Вернуться к оглавлению книги
Другие книги о джазе
Герман Лукьянов всегда был (и остается по сей день) самым серьезным и авторитетным музыкантом среди джазменов. Не в пример многим своим коллегам, первоначально бывшими инженерами, физиками, химиками и прочими технарями, Герман почти закончил Московскую консерваторию, где учился у А.И. Хачатуряна по классу композиции. Ушел он с 4-го курса, дабы избежать распределения в Тмутаракань. Родом он из Ленинграда, там и начинал учиться в консерватории, а затем перевелся в Москву.

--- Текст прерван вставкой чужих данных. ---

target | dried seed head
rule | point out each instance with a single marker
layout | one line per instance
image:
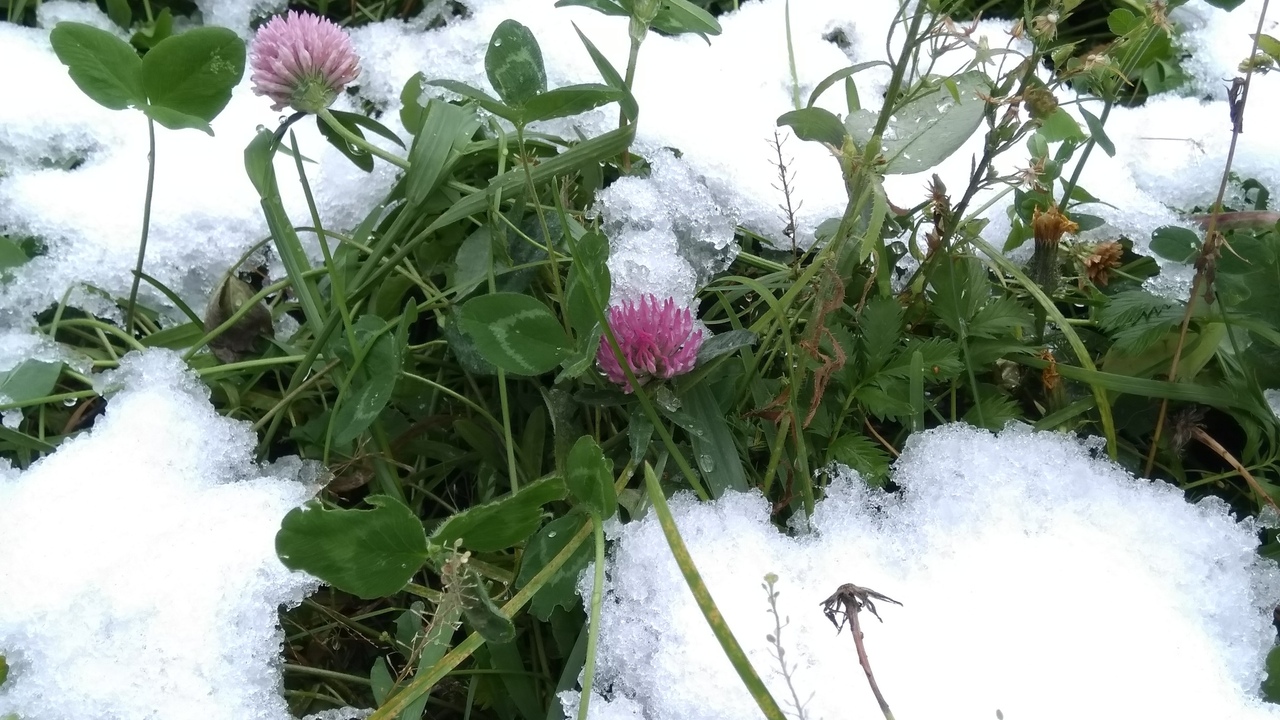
(1101, 260)
(1051, 226)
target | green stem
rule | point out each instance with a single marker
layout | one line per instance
(895, 83)
(336, 281)
(593, 629)
(547, 233)
(703, 596)
(146, 223)
(424, 682)
(324, 114)
(791, 60)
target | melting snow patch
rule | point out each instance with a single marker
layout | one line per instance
(138, 563)
(1037, 579)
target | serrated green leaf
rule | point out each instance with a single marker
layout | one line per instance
(928, 130)
(589, 274)
(103, 65)
(1137, 320)
(149, 37)
(714, 447)
(195, 72)
(1097, 133)
(863, 455)
(10, 254)
(1121, 21)
(609, 73)
(515, 63)
(481, 98)
(28, 381)
(176, 119)
(814, 123)
(992, 410)
(999, 318)
(885, 397)
(603, 7)
(119, 13)
(880, 328)
(561, 591)
(941, 359)
(568, 100)
(956, 292)
(502, 523)
(371, 383)
(589, 477)
(516, 332)
(437, 147)
(479, 607)
(366, 552)
(1060, 126)
(677, 17)
(1173, 242)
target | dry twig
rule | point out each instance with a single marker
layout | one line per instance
(844, 606)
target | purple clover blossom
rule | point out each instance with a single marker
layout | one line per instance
(658, 341)
(302, 60)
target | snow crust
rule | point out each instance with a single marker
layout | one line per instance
(1037, 579)
(138, 563)
(73, 174)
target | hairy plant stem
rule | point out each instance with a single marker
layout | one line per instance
(547, 232)
(428, 679)
(703, 596)
(593, 629)
(1211, 245)
(146, 224)
(508, 440)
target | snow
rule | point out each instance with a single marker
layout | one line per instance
(138, 563)
(74, 176)
(1037, 579)
(714, 103)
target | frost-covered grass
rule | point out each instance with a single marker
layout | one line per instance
(984, 320)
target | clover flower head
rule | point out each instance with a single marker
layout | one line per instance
(657, 341)
(302, 60)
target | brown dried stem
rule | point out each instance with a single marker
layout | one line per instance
(1238, 98)
(845, 604)
(1198, 433)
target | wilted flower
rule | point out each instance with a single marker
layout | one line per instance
(1050, 227)
(658, 341)
(1102, 259)
(302, 60)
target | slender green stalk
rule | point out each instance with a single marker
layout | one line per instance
(547, 232)
(1073, 338)
(146, 223)
(336, 279)
(791, 60)
(327, 117)
(593, 629)
(703, 596)
(424, 682)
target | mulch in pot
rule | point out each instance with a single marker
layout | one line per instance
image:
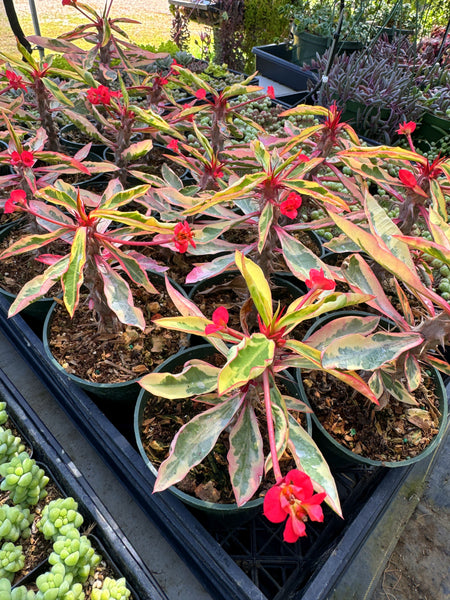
(386, 435)
(109, 357)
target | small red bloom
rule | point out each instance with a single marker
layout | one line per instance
(183, 237)
(101, 95)
(25, 158)
(293, 497)
(290, 206)
(16, 198)
(200, 94)
(15, 81)
(318, 281)
(173, 145)
(406, 128)
(407, 178)
(220, 319)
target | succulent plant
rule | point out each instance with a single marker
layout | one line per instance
(112, 589)
(58, 517)
(76, 553)
(14, 522)
(3, 413)
(10, 445)
(24, 479)
(58, 584)
(12, 560)
(19, 593)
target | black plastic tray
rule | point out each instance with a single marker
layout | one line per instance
(48, 451)
(274, 61)
(249, 562)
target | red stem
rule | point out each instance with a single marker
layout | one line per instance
(270, 428)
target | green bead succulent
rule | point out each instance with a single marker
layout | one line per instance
(12, 560)
(15, 522)
(3, 413)
(10, 445)
(112, 589)
(76, 553)
(19, 593)
(58, 584)
(58, 517)
(24, 479)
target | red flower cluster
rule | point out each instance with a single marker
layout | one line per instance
(406, 128)
(220, 319)
(101, 95)
(24, 158)
(290, 206)
(15, 81)
(17, 198)
(293, 497)
(318, 281)
(182, 237)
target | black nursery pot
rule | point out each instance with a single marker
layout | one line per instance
(219, 516)
(339, 456)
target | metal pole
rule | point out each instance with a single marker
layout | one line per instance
(37, 29)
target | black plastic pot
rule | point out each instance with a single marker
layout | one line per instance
(340, 456)
(250, 562)
(65, 474)
(274, 61)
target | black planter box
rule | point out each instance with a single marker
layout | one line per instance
(338, 560)
(274, 61)
(58, 465)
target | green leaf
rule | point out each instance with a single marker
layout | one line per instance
(137, 150)
(245, 456)
(396, 389)
(73, 277)
(119, 297)
(299, 258)
(359, 352)
(412, 372)
(309, 459)
(341, 327)
(38, 286)
(246, 361)
(258, 286)
(194, 441)
(197, 377)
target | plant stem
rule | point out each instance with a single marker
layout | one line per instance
(270, 428)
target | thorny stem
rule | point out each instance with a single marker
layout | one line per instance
(270, 428)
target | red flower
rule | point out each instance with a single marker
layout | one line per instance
(101, 95)
(407, 178)
(15, 200)
(25, 158)
(293, 497)
(220, 319)
(290, 206)
(173, 145)
(406, 128)
(15, 81)
(200, 94)
(318, 281)
(183, 237)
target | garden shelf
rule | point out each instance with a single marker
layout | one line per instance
(52, 457)
(336, 561)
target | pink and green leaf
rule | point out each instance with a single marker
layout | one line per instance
(197, 377)
(194, 441)
(245, 456)
(246, 361)
(309, 459)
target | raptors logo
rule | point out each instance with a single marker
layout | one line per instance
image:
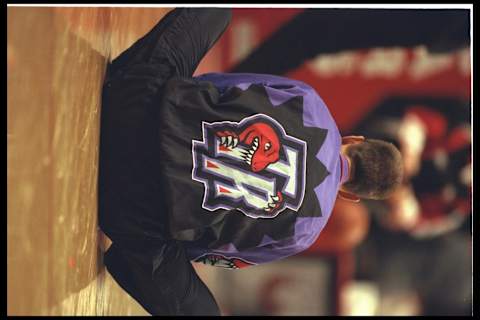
(253, 166)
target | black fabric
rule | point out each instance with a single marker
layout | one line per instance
(201, 102)
(150, 267)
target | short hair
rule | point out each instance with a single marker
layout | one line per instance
(377, 169)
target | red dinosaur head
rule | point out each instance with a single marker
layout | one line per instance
(264, 146)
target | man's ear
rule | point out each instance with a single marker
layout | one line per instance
(348, 196)
(352, 139)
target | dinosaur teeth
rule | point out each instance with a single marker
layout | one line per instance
(255, 143)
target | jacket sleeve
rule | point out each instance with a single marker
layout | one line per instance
(162, 281)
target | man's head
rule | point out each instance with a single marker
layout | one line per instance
(376, 168)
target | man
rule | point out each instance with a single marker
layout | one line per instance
(230, 170)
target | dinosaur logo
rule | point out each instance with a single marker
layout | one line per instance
(253, 166)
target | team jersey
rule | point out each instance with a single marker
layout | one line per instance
(250, 165)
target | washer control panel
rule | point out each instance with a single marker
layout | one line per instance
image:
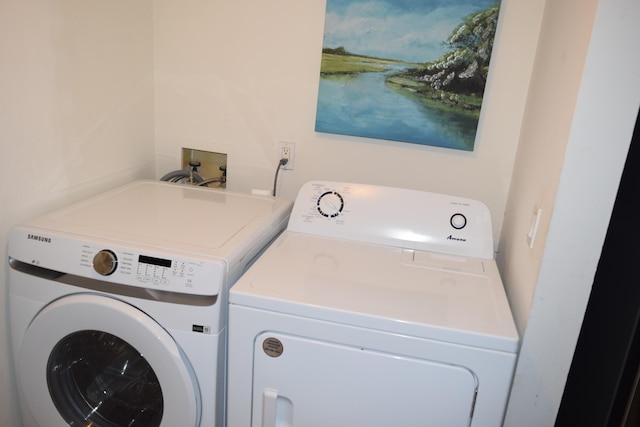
(118, 264)
(405, 218)
(162, 272)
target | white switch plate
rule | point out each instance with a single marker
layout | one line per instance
(535, 222)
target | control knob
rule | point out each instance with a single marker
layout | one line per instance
(105, 262)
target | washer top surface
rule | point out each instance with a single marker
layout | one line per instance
(166, 215)
(387, 259)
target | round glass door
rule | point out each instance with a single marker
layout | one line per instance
(98, 379)
(94, 360)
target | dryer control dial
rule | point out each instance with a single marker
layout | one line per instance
(105, 262)
(330, 204)
(458, 221)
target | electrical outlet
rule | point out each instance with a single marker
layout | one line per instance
(287, 150)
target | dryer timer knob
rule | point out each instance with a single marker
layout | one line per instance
(105, 262)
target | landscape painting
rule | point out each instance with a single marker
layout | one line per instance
(406, 70)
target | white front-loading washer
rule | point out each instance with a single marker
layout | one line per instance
(118, 304)
(376, 307)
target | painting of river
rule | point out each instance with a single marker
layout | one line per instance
(406, 70)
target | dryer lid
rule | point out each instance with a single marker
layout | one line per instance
(433, 296)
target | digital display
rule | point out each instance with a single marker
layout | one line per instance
(155, 261)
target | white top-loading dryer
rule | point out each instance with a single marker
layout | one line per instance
(376, 307)
(118, 304)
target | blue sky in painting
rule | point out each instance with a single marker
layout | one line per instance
(410, 30)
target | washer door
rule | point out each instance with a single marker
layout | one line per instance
(94, 360)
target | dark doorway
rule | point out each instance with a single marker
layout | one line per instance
(602, 382)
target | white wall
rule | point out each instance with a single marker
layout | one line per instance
(76, 115)
(237, 77)
(578, 204)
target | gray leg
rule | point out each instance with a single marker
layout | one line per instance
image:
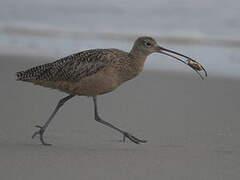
(125, 134)
(43, 128)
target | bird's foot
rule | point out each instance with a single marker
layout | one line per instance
(40, 132)
(132, 138)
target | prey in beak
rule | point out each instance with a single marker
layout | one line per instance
(196, 66)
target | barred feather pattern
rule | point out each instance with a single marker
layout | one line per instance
(71, 68)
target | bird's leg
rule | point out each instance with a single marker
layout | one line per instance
(43, 128)
(125, 134)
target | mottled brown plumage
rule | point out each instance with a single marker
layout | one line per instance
(93, 72)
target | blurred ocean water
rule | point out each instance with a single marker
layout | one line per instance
(207, 30)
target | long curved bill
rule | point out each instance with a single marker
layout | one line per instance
(196, 66)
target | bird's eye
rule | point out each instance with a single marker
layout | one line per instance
(147, 44)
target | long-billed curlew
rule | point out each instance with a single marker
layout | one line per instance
(96, 72)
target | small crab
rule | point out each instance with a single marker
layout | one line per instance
(196, 65)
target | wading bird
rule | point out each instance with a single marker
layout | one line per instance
(96, 72)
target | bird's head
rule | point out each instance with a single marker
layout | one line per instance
(145, 46)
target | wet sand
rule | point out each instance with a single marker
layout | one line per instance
(192, 128)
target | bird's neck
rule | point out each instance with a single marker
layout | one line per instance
(137, 53)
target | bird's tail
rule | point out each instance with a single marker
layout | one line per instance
(32, 73)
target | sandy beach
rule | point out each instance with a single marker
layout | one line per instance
(192, 128)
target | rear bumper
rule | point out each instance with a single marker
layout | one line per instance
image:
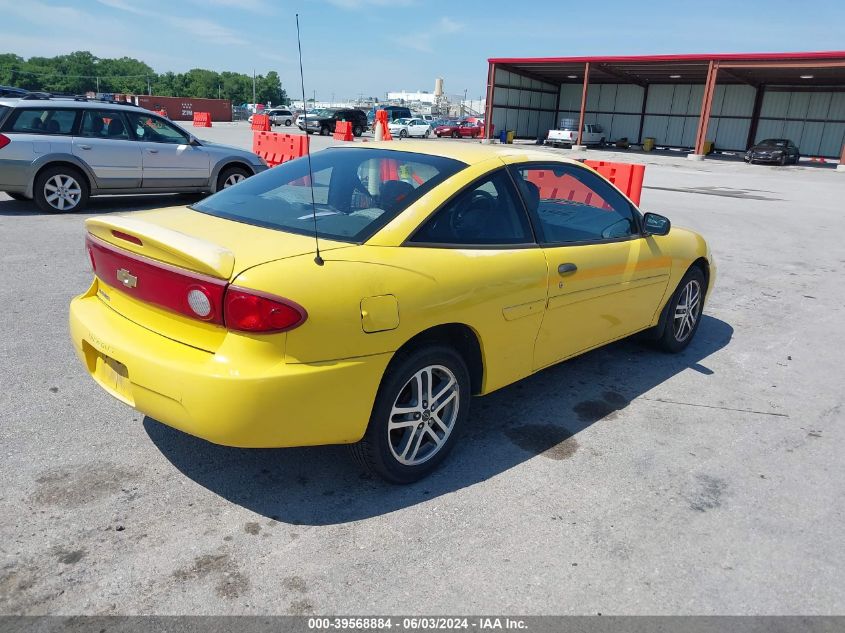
(241, 396)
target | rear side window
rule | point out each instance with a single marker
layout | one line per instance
(103, 124)
(486, 213)
(356, 192)
(573, 204)
(43, 121)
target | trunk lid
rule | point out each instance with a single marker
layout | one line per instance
(185, 242)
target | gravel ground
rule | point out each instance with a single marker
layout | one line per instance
(623, 482)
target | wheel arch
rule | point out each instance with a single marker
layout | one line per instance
(225, 164)
(704, 266)
(460, 337)
(62, 161)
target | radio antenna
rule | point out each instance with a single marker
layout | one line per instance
(317, 260)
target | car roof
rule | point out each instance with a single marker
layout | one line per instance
(69, 103)
(469, 153)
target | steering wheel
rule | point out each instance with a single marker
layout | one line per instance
(462, 221)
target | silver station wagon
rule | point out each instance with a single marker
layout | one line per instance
(60, 151)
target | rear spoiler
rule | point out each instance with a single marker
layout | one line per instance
(163, 244)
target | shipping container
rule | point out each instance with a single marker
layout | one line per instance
(183, 108)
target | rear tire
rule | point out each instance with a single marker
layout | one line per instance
(231, 176)
(61, 189)
(421, 405)
(683, 312)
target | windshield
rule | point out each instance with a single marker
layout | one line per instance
(356, 192)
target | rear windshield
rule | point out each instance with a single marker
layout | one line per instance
(356, 192)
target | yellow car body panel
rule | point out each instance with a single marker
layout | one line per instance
(316, 384)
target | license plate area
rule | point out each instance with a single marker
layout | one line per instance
(112, 375)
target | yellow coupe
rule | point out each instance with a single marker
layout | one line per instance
(443, 271)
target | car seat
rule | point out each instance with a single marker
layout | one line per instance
(394, 193)
(116, 127)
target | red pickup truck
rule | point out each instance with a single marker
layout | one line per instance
(459, 129)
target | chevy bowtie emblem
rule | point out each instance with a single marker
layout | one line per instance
(127, 279)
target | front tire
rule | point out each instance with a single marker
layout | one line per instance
(421, 405)
(683, 314)
(231, 176)
(61, 189)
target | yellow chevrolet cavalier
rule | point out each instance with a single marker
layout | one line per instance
(443, 271)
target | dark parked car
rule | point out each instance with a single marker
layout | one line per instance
(12, 93)
(323, 121)
(773, 150)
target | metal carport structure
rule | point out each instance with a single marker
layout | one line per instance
(681, 100)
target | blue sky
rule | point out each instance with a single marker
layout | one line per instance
(368, 47)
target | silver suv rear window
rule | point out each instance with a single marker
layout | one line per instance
(42, 121)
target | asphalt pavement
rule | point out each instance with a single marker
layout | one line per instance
(626, 481)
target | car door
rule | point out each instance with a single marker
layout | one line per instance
(103, 142)
(482, 242)
(168, 159)
(606, 280)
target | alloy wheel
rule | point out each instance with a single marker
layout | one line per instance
(62, 192)
(687, 310)
(423, 415)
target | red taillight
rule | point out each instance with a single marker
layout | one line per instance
(192, 294)
(251, 311)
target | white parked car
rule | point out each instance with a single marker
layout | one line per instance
(403, 128)
(567, 135)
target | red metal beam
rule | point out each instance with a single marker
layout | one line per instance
(706, 105)
(583, 100)
(816, 55)
(488, 106)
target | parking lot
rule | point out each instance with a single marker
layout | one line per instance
(625, 481)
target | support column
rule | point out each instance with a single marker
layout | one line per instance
(706, 105)
(642, 115)
(583, 106)
(755, 115)
(488, 109)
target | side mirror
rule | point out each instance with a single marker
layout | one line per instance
(655, 224)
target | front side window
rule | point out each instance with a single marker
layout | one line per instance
(155, 130)
(103, 124)
(487, 213)
(356, 192)
(572, 204)
(43, 121)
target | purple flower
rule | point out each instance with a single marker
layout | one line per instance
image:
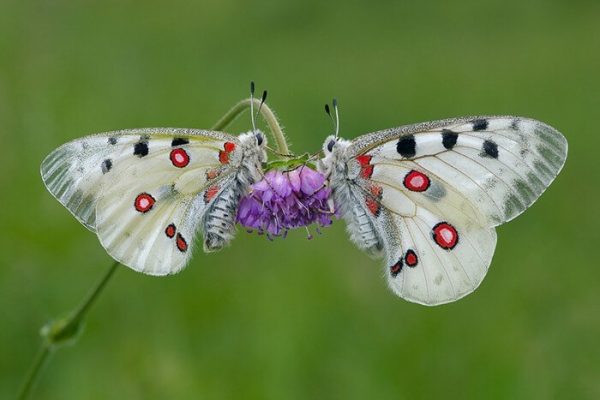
(286, 200)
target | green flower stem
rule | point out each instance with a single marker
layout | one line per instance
(62, 331)
(266, 113)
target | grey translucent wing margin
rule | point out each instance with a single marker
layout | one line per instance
(368, 141)
(502, 163)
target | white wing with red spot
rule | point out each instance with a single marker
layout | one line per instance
(77, 172)
(147, 193)
(428, 196)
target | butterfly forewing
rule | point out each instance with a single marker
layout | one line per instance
(147, 193)
(501, 164)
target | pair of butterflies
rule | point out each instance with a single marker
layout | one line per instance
(426, 197)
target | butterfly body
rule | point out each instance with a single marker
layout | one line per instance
(428, 196)
(146, 193)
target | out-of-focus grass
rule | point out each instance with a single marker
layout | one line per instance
(297, 318)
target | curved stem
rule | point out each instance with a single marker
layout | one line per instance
(267, 114)
(34, 371)
(62, 330)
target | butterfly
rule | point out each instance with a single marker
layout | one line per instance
(427, 197)
(146, 192)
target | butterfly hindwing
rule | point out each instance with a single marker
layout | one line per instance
(501, 164)
(75, 172)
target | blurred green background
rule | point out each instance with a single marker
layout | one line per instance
(298, 319)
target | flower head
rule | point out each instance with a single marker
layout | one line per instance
(286, 200)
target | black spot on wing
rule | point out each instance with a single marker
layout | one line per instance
(449, 138)
(179, 142)
(106, 165)
(406, 146)
(140, 149)
(480, 124)
(490, 149)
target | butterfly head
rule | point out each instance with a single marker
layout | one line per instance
(334, 149)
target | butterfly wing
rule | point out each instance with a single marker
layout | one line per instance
(433, 192)
(75, 172)
(144, 192)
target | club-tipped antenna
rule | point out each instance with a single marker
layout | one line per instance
(252, 105)
(262, 101)
(337, 118)
(335, 121)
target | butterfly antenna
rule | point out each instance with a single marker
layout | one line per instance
(335, 121)
(328, 111)
(262, 101)
(337, 118)
(252, 105)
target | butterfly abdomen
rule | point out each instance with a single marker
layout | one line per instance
(360, 227)
(219, 220)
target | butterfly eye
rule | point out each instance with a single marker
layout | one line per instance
(259, 138)
(330, 145)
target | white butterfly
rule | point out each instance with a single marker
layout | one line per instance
(428, 196)
(147, 192)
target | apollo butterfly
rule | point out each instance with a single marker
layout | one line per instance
(426, 197)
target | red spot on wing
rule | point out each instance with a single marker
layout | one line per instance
(366, 172)
(170, 231)
(416, 181)
(144, 202)
(366, 169)
(372, 200)
(181, 243)
(372, 205)
(229, 147)
(210, 193)
(376, 190)
(179, 157)
(411, 258)
(445, 235)
(364, 160)
(396, 268)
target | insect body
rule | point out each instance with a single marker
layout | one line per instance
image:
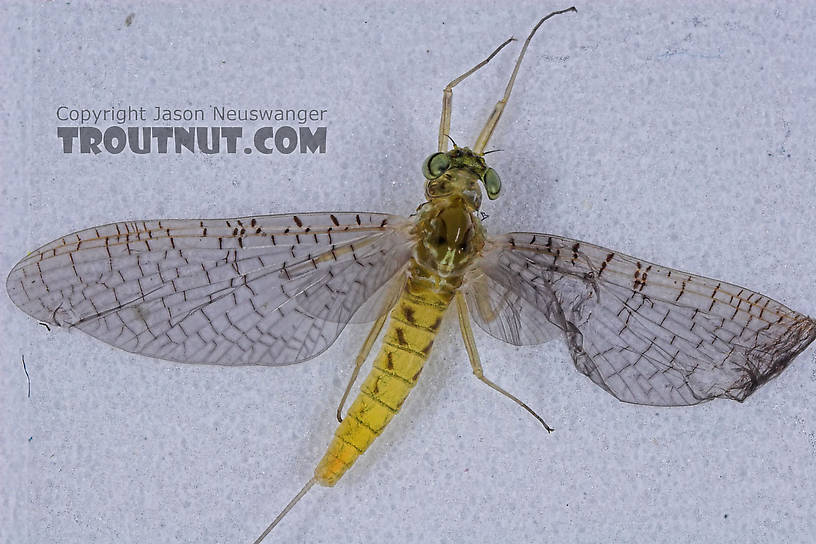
(276, 290)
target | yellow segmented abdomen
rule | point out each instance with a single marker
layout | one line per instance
(414, 322)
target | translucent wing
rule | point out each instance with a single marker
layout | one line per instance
(645, 333)
(267, 290)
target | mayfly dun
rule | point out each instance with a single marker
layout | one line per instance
(279, 289)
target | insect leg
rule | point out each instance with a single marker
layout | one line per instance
(447, 98)
(475, 363)
(361, 357)
(493, 120)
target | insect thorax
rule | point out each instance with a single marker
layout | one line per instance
(449, 235)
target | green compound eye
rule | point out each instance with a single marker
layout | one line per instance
(435, 165)
(492, 183)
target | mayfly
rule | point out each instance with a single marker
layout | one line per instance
(279, 289)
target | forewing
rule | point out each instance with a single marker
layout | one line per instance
(266, 290)
(508, 307)
(646, 333)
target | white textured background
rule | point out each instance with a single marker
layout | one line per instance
(682, 133)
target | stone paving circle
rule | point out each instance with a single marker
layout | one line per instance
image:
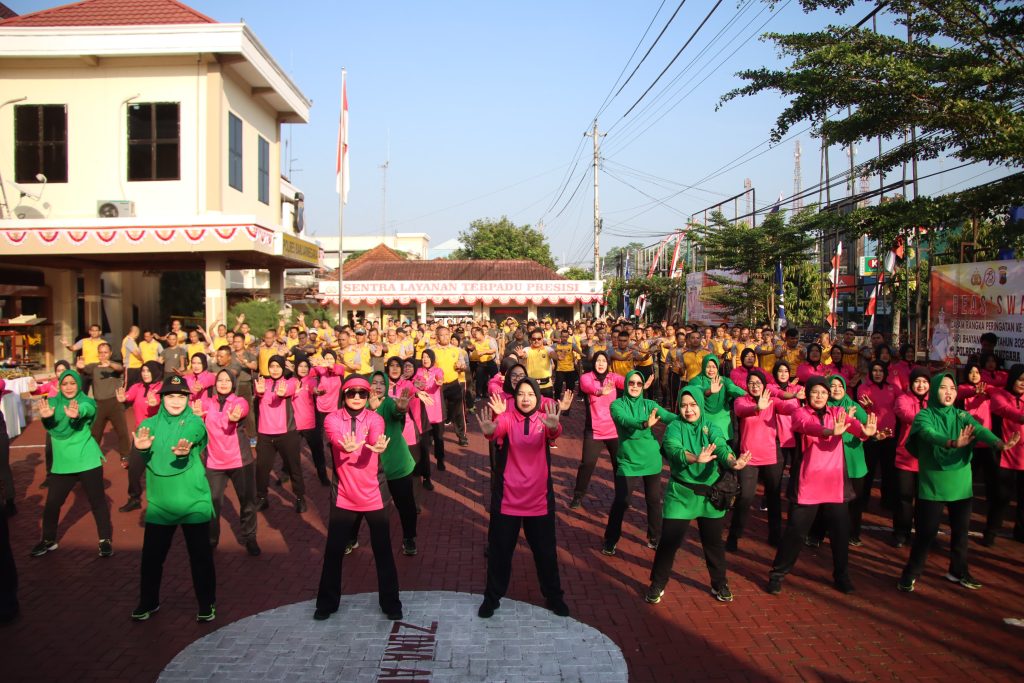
(440, 638)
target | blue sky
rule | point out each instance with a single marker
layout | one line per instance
(483, 105)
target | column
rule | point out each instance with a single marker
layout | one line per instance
(278, 285)
(216, 290)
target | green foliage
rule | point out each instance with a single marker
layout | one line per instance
(487, 239)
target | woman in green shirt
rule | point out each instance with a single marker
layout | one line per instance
(171, 444)
(639, 457)
(942, 437)
(696, 450)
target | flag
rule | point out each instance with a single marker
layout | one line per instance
(341, 181)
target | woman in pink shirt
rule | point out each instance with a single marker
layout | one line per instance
(908, 404)
(522, 496)
(758, 414)
(599, 389)
(228, 457)
(276, 432)
(355, 434)
(822, 484)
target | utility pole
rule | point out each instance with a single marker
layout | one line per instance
(597, 209)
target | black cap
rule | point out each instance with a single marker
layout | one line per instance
(174, 384)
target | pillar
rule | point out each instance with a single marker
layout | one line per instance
(278, 286)
(216, 290)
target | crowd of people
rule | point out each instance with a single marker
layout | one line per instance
(815, 424)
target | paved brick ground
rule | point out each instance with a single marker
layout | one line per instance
(75, 622)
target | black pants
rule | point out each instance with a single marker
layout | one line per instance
(672, 540)
(56, 494)
(157, 541)
(268, 446)
(837, 517)
(652, 494)
(1009, 484)
(244, 480)
(503, 534)
(928, 517)
(339, 534)
(435, 434)
(454, 410)
(771, 476)
(113, 411)
(591, 452)
(881, 457)
(906, 482)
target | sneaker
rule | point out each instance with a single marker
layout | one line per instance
(722, 594)
(42, 548)
(967, 581)
(905, 586)
(142, 613)
(653, 595)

Многие считали и считают Лукьянова своим учителем, очень многих он наставил на путь праведный, но встречаются и недовольные и даже критикующие и высмеивающие его.
Среди его учеников и партнеров по разным ансамблям были: В.Васильков, Л.Чижик (знаменитое трио без баса), И.Яхилевич и И.Высоцкий, ныне живущие в США , А.Григорович и, конечно, автор этих строк.
Когда я, студент 1-го курса консерватории по композиции, с моим другом Александром Раквиашвили впервые посетили кабинет-квартиру Германа и, показав ему свои первые джазовые опыты в композиции и импровизации, некоторое время пообщались с ним, то испытали настоящий шок. Для того времени было почти невероятным иметь такие условия для занятий джазом, какие были у Лукьянова.
Отдельная немаленькая комната с роялем, магнитофоном, с набором его любимых труб и альт-горнов и чуть ли не полным набором ударной установки! — Репетируй и записывайся, не выходя из дома!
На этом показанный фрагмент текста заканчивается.